Intervention de Chantal Berthelot

Séance en hémicycle du 24 mars 2016 à 9h30
Action extérieure des collectivités territoriales — Discussion générale

Photo issue du site de l'Assemblée nationale ou de WikipediaChantal Berthelot :

Monsieur le président, madame la ministre, monsieur le rapporteur, cher Serge, mes chers collègues, je tiens à saluer l’initiative de notre rapporteur, Serge Letchimy, car ses propositions sont extrêmement pertinentes.
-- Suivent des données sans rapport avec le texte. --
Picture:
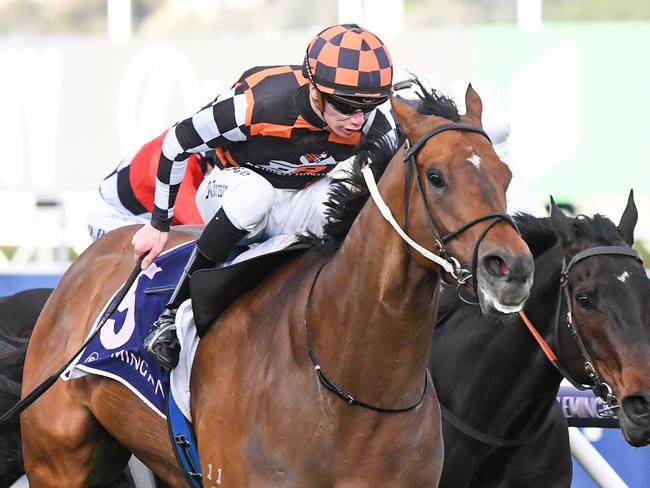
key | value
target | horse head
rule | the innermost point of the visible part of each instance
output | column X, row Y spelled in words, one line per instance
column 607, row 293
column 457, row 203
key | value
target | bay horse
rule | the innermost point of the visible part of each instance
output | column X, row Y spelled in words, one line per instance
column 18, row 314
column 263, row 413
column 503, row 426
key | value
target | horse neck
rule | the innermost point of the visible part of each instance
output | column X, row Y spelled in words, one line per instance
column 508, row 382
column 373, row 310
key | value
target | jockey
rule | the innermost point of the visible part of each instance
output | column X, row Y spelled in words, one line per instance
column 277, row 133
column 126, row 196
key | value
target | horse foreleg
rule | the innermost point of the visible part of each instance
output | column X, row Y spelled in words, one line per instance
column 137, row 428
column 64, row 445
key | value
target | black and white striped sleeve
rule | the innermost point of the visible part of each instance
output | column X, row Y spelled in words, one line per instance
column 218, row 124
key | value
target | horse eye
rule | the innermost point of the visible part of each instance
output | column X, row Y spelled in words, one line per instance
column 436, row 178
column 584, row 301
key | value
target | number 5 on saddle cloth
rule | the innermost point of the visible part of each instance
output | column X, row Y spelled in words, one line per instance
column 117, row 352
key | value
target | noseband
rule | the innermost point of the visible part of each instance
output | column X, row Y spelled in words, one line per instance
column 459, row 273
column 443, row 258
column 600, row 388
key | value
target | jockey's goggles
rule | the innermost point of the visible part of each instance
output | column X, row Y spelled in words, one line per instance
column 352, row 105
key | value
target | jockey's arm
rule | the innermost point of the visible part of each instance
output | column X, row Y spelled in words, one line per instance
column 215, row 125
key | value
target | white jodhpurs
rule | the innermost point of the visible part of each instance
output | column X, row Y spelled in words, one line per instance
column 254, row 205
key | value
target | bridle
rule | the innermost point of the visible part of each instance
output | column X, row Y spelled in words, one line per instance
column 442, row 258
column 600, row 388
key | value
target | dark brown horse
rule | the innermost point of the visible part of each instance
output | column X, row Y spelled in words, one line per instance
column 261, row 416
column 504, row 427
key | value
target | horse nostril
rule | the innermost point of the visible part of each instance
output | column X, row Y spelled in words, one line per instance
column 497, row 266
column 636, row 406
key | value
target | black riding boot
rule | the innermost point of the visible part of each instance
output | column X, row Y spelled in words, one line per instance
column 214, row 246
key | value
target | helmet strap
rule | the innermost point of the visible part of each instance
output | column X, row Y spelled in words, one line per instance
column 317, row 101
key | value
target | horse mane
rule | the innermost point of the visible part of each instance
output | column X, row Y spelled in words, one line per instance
column 536, row 231
column 597, row 228
column 349, row 194
column 540, row 236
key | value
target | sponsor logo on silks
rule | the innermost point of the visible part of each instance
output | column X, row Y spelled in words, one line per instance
column 313, row 158
column 310, row 168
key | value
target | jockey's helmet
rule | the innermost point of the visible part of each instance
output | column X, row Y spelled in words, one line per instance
column 349, row 61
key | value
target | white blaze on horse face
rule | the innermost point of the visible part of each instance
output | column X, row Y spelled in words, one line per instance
column 474, row 158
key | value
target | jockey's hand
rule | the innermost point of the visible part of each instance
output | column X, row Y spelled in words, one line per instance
column 148, row 242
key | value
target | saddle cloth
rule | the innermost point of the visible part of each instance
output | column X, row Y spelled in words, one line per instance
column 117, row 352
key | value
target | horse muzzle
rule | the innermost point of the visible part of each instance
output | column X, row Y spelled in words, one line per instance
column 504, row 282
column 634, row 418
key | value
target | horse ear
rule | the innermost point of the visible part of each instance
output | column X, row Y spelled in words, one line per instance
column 474, row 107
column 628, row 220
column 409, row 119
column 562, row 224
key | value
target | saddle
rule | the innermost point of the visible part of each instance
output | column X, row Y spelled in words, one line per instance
column 213, row 290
Tout le monde sait combien Serge est sensible à ces sujets et nous retrouvons au travers de ce texte sa parole politique.

Le sujet des actions extérieures et de leur intégration dans l’environnement régional est décisif pour nos collectivités et les territoires ultramarins.

Compte tenu du droit commun actuel et des restrictions dictées par certains articles de notre Constitution, ce texte marque une nouvelle étape pour permettre à nos collectivités territoriales de développer une stratégie ambitieuse de partenariats avec leurs voisins, en élaborant des programmes-cadres de coopération régionale dans les domaines de compétences qui leur sont propres.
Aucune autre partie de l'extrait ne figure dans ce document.